HeroFilter: Adaptive Spectral Graph Filter for Varying Heterophilic Relations
- URL: http://arxiv.org/abs/2510.10864v1
- Date: Mon, 13 Oct 2025 00:12:40 GMT
- Title: HeroFilter: Adaptive Spectral Graph Filter for Varying Heterophilic Relations
- Authors: Shuaicheng Zhang, Haohui Wang, Junhong Lin, Xiaojie Guo, Yada Zhu, Si Zhang, Dongqi Fu, Dawei Zhou,
- Abstract summary: We show that the optimal filter response varies across frequency components and does not follow a strict monotonic correlation with heterophily degree.<n>We propose [METHOD NAME], a simple yet powerful GNN, which extracts information across the heterophily spectrum and combines salient representations through adaptive mixing.
- Score: 33.081628512906
- License: http://creativecommons.org/licenses/by/4.0/
- Abstract: Graph heterophily, where connected nodes have different labels, has attracted significant interest recently. Most existing works adopt a simplified approach - using low-pass filters for homophilic graphs and high-pass filters for heterophilic graphs.
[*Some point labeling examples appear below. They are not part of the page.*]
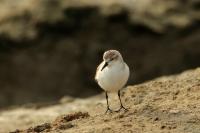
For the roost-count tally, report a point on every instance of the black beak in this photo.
(106, 64)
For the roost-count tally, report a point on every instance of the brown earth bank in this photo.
(51, 48)
(169, 104)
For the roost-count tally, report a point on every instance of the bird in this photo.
(112, 74)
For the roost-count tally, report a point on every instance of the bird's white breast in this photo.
(113, 77)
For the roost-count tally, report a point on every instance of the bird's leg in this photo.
(122, 107)
(108, 108)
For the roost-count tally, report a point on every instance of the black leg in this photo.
(108, 108)
(122, 107)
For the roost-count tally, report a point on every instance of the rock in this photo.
(51, 48)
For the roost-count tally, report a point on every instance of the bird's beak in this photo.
(106, 64)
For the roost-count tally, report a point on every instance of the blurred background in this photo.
(50, 48)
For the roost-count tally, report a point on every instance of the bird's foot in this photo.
(122, 107)
(108, 110)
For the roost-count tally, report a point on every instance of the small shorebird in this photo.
(112, 74)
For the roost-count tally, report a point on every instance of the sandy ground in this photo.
(163, 105)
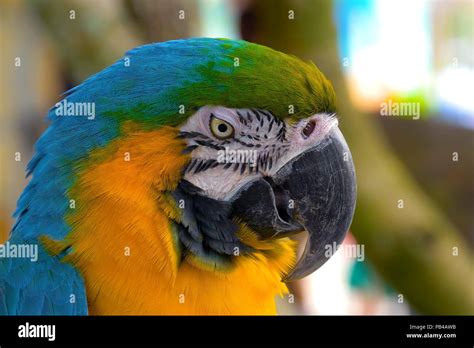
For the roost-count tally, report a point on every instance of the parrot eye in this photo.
(220, 128)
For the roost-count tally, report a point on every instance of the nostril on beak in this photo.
(308, 129)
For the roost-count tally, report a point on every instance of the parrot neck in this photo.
(123, 242)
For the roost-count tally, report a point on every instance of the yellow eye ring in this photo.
(220, 128)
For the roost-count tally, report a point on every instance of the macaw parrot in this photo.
(169, 183)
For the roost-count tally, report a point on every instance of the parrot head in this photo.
(229, 139)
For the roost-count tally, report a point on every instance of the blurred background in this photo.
(403, 72)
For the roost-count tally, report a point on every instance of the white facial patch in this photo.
(259, 145)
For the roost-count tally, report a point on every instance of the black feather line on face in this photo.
(205, 227)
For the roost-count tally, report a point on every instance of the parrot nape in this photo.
(177, 193)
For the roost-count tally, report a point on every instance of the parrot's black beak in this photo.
(315, 191)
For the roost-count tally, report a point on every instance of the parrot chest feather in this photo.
(131, 260)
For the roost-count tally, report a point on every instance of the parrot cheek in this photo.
(314, 192)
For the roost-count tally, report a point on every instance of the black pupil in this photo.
(222, 128)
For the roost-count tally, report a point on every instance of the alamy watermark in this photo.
(25, 251)
(402, 109)
(238, 156)
(355, 251)
(85, 109)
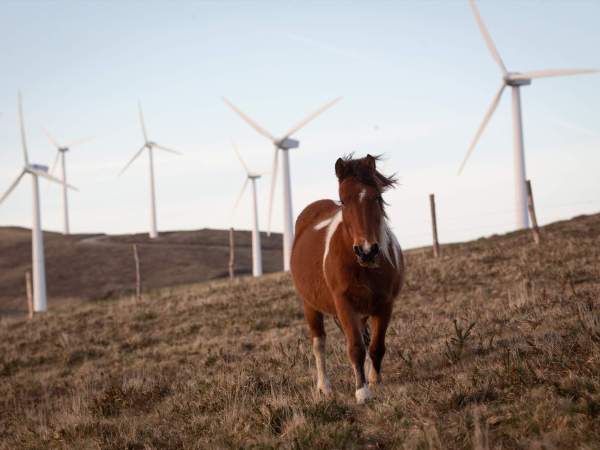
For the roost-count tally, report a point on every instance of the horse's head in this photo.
(360, 189)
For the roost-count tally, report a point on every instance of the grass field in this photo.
(495, 345)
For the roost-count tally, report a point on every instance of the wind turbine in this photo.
(514, 80)
(61, 151)
(256, 249)
(284, 144)
(37, 236)
(150, 146)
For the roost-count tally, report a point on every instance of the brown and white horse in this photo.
(346, 262)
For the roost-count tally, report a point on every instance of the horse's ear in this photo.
(371, 162)
(340, 169)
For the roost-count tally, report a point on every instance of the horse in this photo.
(347, 263)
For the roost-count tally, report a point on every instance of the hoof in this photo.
(374, 377)
(325, 388)
(363, 394)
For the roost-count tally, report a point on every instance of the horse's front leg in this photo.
(352, 327)
(379, 325)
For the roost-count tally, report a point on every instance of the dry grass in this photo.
(495, 346)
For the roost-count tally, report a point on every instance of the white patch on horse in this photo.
(323, 224)
(362, 194)
(333, 224)
(387, 239)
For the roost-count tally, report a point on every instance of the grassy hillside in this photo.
(216, 365)
(83, 267)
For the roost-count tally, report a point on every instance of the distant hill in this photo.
(97, 266)
(495, 345)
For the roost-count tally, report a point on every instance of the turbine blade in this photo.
(142, 121)
(50, 138)
(160, 147)
(237, 153)
(272, 193)
(550, 73)
(22, 127)
(51, 178)
(55, 161)
(311, 117)
(484, 123)
(12, 187)
(237, 201)
(249, 121)
(138, 153)
(486, 36)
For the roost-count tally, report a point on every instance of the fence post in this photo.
(29, 294)
(531, 206)
(436, 244)
(231, 254)
(138, 278)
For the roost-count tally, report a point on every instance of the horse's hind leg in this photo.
(317, 330)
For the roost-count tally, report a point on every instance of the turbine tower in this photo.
(61, 151)
(514, 80)
(256, 248)
(150, 146)
(37, 236)
(284, 144)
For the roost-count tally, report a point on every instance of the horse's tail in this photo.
(366, 331)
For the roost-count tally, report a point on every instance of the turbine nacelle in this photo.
(36, 167)
(515, 79)
(287, 143)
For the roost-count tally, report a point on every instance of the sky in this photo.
(415, 77)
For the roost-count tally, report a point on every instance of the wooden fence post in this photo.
(531, 206)
(138, 278)
(29, 294)
(231, 254)
(436, 244)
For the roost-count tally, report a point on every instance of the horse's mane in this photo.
(361, 170)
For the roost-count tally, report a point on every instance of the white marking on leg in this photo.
(363, 394)
(335, 222)
(323, 384)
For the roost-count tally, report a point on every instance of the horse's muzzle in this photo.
(367, 258)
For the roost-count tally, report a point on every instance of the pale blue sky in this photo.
(416, 78)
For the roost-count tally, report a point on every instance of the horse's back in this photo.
(307, 254)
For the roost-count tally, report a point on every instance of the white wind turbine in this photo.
(515, 80)
(150, 146)
(61, 151)
(37, 236)
(284, 144)
(256, 249)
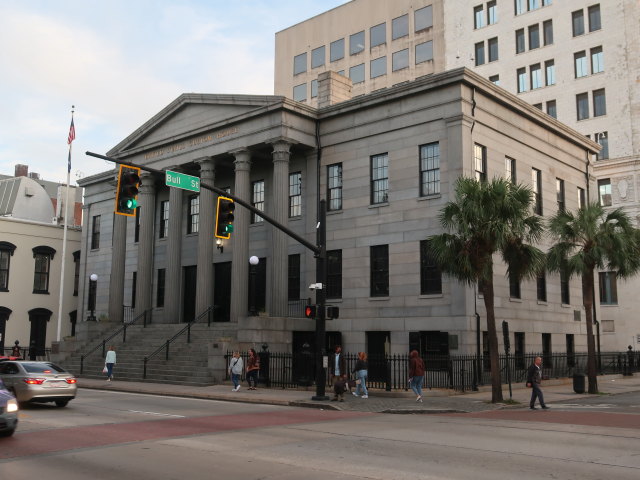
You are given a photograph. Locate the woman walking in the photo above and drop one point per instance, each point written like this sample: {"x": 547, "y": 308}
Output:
{"x": 253, "y": 367}
{"x": 360, "y": 370}
{"x": 110, "y": 361}
{"x": 235, "y": 370}
{"x": 416, "y": 374}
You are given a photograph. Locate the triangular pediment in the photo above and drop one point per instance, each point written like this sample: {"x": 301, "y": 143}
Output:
{"x": 191, "y": 114}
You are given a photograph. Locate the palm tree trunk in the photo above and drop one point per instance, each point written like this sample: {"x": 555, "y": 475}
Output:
{"x": 587, "y": 301}
{"x": 496, "y": 381}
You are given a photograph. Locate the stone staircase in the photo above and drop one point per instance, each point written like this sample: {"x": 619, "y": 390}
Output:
{"x": 188, "y": 363}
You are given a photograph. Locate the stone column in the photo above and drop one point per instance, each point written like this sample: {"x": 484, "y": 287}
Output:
{"x": 116, "y": 282}
{"x": 145, "y": 275}
{"x": 173, "y": 277}
{"x": 240, "y": 238}
{"x": 279, "y": 306}
{"x": 204, "y": 287}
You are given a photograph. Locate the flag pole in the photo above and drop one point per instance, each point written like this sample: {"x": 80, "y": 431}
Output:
{"x": 72, "y": 136}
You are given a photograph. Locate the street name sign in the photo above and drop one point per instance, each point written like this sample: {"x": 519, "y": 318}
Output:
{"x": 180, "y": 180}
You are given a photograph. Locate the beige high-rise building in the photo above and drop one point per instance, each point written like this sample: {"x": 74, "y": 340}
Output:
{"x": 576, "y": 60}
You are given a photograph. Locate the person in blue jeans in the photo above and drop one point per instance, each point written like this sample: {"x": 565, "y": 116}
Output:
{"x": 361, "y": 370}
{"x": 416, "y": 374}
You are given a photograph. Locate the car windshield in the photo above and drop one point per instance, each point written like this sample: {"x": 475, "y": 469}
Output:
{"x": 42, "y": 368}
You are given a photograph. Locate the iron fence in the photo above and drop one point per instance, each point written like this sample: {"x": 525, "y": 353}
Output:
{"x": 456, "y": 372}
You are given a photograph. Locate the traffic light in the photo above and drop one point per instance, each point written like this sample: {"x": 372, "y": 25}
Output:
{"x": 127, "y": 191}
{"x": 224, "y": 217}
{"x": 310, "y": 311}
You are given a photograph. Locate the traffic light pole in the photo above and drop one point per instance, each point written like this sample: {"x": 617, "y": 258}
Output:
{"x": 319, "y": 250}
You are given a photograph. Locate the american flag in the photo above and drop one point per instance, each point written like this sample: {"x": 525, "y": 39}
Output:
{"x": 72, "y": 133}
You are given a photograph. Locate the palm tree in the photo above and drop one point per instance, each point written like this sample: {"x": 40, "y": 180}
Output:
{"x": 589, "y": 239}
{"x": 483, "y": 220}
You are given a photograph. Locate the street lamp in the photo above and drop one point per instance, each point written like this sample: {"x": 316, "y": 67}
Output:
{"x": 253, "y": 261}
{"x": 93, "y": 284}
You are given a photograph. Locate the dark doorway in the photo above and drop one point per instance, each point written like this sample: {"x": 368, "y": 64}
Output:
{"x": 222, "y": 291}
{"x": 377, "y": 346}
{"x": 38, "y": 337}
{"x": 258, "y": 286}
{"x": 189, "y": 299}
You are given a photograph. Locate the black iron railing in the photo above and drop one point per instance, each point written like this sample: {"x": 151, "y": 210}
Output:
{"x": 456, "y": 372}
{"x": 145, "y": 317}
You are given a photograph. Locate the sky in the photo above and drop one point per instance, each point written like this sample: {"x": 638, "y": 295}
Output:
{"x": 121, "y": 62}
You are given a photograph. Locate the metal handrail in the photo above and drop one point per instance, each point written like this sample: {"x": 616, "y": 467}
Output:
{"x": 208, "y": 313}
{"x": 122, "y": 329}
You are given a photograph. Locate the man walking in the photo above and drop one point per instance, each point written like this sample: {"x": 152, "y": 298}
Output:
{"x": 534, "y": 378}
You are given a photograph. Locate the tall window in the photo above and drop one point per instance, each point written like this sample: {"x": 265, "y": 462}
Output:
{"x": 550, "y": 72}
{"x": 510, "y": 169}
{"x": 379, "y": 270}
{"x": 536, "y": 187}
{"x": 334, "y": 187}
{"x": 608, "y": 288}
{"x": 294, "y": 277}
{"x": 336, "y": 50}
{"x": 594, "y": 18}
{"x": 520, "y": 46}
{"x": 480, "y": 162}
{"x": 493, "y": 49}
{"x": 356, "y": 43}
{"x": 378, "y": 35}
{"x": 534, "y": 36}
{"x": 480, "y": 53}
{"x": 604, "y": 192}
{"x": 560, "y": 194}
{"x": 536, "y": 76}
{"x": 430, "y": 169}
{"x": 522, "y": 80}
{"x": 6, "y": 252}
{"x": 380, "y": 178}
{"x": 318, "y": 57}
{"x": 164, "y": 219}
{"x": 295, "y": 194}
{"x": 577, "y": 20}
{"x": 430, "y": 275}
{"x": 599, "y": 103}
{"x": 400, "y": 27}
{"x": 334, "y": 273}
{"x": 160, "y": 288}
{"x": 582, "y": 105}
{"x": 95, "y": 232}
{"x": 547, "y": 32}
{"x": 193, "y": 214}
{"x": 541, "y": 287}
{"x": 257, "y": 200}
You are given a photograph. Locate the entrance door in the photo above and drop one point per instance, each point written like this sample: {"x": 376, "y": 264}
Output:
{"x": 38, "y": 337}
{"x": 222, "y": 291}
{"x": 189, "y": 298}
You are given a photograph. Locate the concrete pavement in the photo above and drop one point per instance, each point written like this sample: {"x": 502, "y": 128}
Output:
{"x": 435, "y": 401}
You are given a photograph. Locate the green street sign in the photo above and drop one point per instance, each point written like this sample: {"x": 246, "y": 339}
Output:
{"x": 180, "y": 180}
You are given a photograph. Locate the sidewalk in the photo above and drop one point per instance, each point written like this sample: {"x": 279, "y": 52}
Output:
{"x": 435, "y": 401}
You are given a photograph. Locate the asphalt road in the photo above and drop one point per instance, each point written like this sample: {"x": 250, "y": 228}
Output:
{"x": 112, "y": 435}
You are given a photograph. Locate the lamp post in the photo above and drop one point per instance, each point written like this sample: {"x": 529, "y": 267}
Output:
{"x": 253, "y": 261}
{"x": 93, "y": 283}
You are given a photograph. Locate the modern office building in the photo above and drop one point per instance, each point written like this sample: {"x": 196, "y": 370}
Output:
{"x": 575, "y": 60}
{"x": 385, "y": 162}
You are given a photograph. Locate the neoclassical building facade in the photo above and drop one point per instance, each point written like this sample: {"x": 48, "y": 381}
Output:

However, we discover that the relationship between graph heterophily and spectral filters is more complex - the optimal filter response varies across frequency components and does not follow a strict monotonic correlation with heterophily degree. This finding challenges conventional fixed filter designs and suggests the need for adaptive filtering to preserve expressiveness in graph embeddings. Formally, natural questions arise: Given a heterophilic graph G, how and to what extent will the varying heterophily degree of G affect the performance of GNNs? How can we design adaptive filters to fit those varying heterophilic connections? Our theoretical analysis reveals that the average frequency response of GNNs and graph heterophily degree do not follow a strict monotonic correlation, necessitating adaptive graph filters to guarantee good generalization performance. Hence, we propose [METHOD NAME], a simple yet powerful GNN, which extracts information across the heterophily spectrum and combines salient representations through adaptive mixing. [METHOD NAME]'s superior performance achieves up to 9.2% accuracy improvement over leading baselines across homophilic and heterophilic graphs.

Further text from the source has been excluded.